Chloé ne répondit pas. Antoine entra, un sourire désinvolte aux lèvres, comme si de rien n'était.
"Chloé, ma chérie, ne te fatigue pas avec ces vieilleries," dit-il en désignant la broderie.
Chloé leva les yeux vers lui, surprise.
"Tu ne devais pas être à la fête que Manon organise sur sa péniche ?"
Il eut une petite toux, un signe de gêne qu'elle connaissait bien.
"J'ai annulé. J'ai quelque chose de très important à te dire."
Il s'assit en face d'elle, se pencha en avant, adoptant un air conspirateur.
"Écoute, Chloé. Manon est... particulière. Elle refuse d'être simplement ma maîtresse. Elle veut être ma femme. Elle veut le titre."
Le cœur de Chloé se serra. Elle posa son livre, ses mains glacées.
"Et donc ?" demanda-t-elle d'une voix blanche.
"Donc, j'ai pensé à une solution," continua-t-il, visiblement satisfait de son idée. "Nous nous marions, elle et moi. C'est ce qu'elle veut. Mais toi, tu restes avec moi. Tu seras celle que j'aime vraiment, loin des obligations."
Le choc la laissa sans voix pendant un instant.
"Tu veux que je devienne ta maîtresse ?" réussit-elle à articuler.
Le visage d'Antoine se durcit.
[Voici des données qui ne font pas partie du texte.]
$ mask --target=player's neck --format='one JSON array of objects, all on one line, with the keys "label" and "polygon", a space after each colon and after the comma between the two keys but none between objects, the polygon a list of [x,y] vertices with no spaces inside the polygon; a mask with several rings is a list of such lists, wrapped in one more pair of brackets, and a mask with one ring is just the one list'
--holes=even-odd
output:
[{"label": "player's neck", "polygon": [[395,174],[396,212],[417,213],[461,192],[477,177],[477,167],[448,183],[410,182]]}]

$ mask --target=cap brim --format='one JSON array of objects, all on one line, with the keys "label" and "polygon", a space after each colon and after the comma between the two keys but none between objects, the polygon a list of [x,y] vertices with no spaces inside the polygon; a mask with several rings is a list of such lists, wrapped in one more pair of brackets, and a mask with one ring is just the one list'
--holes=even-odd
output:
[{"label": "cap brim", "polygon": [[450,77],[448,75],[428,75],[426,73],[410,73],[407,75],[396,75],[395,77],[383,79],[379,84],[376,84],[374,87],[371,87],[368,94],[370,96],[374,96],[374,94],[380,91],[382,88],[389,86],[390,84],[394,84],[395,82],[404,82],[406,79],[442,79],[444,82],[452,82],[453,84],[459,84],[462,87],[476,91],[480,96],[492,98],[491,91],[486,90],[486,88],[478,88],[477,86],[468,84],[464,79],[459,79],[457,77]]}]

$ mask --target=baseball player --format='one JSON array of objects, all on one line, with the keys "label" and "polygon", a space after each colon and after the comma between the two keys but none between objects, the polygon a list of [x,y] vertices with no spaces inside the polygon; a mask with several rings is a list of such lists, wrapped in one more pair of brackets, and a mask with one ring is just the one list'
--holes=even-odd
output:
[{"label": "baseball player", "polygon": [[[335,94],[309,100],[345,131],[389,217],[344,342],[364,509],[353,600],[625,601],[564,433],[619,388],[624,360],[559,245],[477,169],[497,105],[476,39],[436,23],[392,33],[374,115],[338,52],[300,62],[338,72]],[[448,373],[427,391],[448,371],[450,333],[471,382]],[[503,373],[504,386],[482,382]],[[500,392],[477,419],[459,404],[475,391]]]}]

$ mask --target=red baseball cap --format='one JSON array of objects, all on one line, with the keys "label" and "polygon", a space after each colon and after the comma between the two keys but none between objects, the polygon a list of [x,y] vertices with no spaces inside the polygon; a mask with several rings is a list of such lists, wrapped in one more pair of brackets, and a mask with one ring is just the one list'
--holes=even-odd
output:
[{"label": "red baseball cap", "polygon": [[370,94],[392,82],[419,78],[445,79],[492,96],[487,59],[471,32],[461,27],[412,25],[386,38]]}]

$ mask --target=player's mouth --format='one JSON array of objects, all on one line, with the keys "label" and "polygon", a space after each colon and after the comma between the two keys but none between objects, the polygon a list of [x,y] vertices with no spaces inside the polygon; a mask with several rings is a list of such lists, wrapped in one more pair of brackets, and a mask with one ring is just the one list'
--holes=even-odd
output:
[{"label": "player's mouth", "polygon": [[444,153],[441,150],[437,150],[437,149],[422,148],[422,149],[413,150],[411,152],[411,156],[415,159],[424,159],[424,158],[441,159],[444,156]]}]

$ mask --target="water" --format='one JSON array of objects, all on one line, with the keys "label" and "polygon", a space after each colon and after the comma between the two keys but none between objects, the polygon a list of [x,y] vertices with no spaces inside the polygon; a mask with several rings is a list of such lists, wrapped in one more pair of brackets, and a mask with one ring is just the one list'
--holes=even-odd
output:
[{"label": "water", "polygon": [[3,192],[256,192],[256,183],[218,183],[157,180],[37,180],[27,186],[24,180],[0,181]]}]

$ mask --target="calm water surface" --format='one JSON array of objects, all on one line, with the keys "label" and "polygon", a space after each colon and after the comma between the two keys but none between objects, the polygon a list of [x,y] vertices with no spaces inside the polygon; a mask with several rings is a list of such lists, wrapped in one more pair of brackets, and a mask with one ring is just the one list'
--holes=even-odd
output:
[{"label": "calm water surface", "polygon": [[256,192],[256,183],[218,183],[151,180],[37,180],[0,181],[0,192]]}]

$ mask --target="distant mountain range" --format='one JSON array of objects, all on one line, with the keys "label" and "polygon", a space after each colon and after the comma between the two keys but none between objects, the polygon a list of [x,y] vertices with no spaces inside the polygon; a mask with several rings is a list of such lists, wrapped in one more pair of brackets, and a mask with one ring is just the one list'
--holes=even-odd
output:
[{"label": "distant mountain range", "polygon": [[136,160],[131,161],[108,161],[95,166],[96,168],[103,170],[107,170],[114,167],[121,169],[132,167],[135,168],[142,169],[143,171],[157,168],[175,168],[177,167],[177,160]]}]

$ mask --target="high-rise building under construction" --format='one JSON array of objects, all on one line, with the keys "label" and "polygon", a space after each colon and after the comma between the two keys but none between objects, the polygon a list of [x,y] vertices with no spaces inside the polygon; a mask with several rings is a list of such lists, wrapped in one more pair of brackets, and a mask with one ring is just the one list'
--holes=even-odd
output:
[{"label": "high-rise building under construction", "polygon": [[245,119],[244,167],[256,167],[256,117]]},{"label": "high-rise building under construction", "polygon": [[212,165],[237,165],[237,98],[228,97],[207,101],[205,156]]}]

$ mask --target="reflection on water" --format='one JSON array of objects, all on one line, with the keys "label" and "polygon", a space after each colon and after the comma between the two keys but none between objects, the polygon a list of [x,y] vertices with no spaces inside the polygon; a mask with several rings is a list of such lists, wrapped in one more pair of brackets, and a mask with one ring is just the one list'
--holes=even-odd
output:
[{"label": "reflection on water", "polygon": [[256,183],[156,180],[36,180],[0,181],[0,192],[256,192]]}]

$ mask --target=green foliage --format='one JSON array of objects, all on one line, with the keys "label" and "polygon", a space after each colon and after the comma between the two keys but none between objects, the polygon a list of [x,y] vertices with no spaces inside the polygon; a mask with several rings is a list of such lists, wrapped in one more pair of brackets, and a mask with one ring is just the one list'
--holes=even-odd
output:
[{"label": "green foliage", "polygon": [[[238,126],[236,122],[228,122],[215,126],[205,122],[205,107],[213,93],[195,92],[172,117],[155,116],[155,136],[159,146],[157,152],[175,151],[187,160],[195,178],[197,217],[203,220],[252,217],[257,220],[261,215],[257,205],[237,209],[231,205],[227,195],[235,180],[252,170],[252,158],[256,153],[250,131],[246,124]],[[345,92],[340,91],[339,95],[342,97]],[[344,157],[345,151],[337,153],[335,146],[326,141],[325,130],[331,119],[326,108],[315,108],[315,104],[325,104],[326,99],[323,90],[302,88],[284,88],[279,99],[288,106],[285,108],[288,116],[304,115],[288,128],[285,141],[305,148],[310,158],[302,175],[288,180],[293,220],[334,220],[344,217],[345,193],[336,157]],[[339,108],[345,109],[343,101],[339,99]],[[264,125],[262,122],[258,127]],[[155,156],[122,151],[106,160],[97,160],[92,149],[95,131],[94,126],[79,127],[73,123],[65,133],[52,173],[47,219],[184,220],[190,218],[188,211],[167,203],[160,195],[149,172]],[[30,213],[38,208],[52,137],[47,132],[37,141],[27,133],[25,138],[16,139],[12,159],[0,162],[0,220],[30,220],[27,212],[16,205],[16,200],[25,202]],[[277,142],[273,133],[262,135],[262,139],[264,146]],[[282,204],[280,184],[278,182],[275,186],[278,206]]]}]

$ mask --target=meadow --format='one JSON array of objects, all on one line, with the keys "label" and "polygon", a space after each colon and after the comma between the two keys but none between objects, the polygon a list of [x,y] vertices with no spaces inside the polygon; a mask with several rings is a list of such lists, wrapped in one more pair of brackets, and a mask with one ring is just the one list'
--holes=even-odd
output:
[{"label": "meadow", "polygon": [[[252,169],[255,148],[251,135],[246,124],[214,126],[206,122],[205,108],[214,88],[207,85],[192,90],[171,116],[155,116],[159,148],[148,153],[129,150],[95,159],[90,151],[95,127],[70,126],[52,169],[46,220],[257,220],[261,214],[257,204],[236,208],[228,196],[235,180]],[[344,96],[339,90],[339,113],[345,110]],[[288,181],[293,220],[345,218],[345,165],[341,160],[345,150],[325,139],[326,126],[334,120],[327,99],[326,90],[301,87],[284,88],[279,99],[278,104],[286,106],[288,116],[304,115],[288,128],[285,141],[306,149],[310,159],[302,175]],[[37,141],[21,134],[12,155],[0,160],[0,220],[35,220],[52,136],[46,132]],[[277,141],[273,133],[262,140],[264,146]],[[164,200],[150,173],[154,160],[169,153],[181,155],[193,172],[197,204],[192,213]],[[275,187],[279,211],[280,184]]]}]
Son ton devint agacé.
"Ne sois pas si mesquine, Chloé. Pourquoi es-tu si terre-à-terre ? D'habitude, tu es si compréhensive. Ce n'est qu'un statut, une formalité pour calmer Manon et son père."
Compréhensive. Le mot la frappa avec violence. Toute sa vie, on lui avait demandé d'être compréhensive, d'être discrète, d'accepter. Mais ceci... c'était trop. C'était une humiliation qu'elle ne pouvait pas supporter.
Sans un mot, elle se leva. Elle prit la nappe en soie tachée de son propre sang et la jeta avec force à ses pieds. Le tissu léger flotta un instant avant de s'écraser sur le parquet.
"Jeanne," appela-t-elle sa domestique d'une voix ferme. "Préparez la voiture. Je vais voir ma mère."
Elle quitta la pièce sans un regard pour Antoine, qui la fixait, abasourdi.
Une heure plus tard, elle était dans le salon de sa mère, une femme élégante mais dont le visage était marqué par l'inquiétude.
"Maman," dit Chloé, sa voix ne tremblant pas. "Je veux rompre mes fiançailles avec Antoine."
Sa mère poussa un soupir de soulagement.
"Enfin, ma chérie. C'est la meilleure décision. Cet homme est une honte."
"Ce n'est pas tout," continua Chloé. "Je veux épouser Laurent."
Sa mère la dévisagea, la bouche entrouverte. Laurent. L'oncle d'Antoine. Un homme puissant, respecté, mais aussi un homme solitaire, énigmatique, de vingt ans son aîné. Un homme qui n'avait jamais montré le moindre intérêt pour le mariage.
"Quoi ?" fut le seul mot que sa mère put prononcer.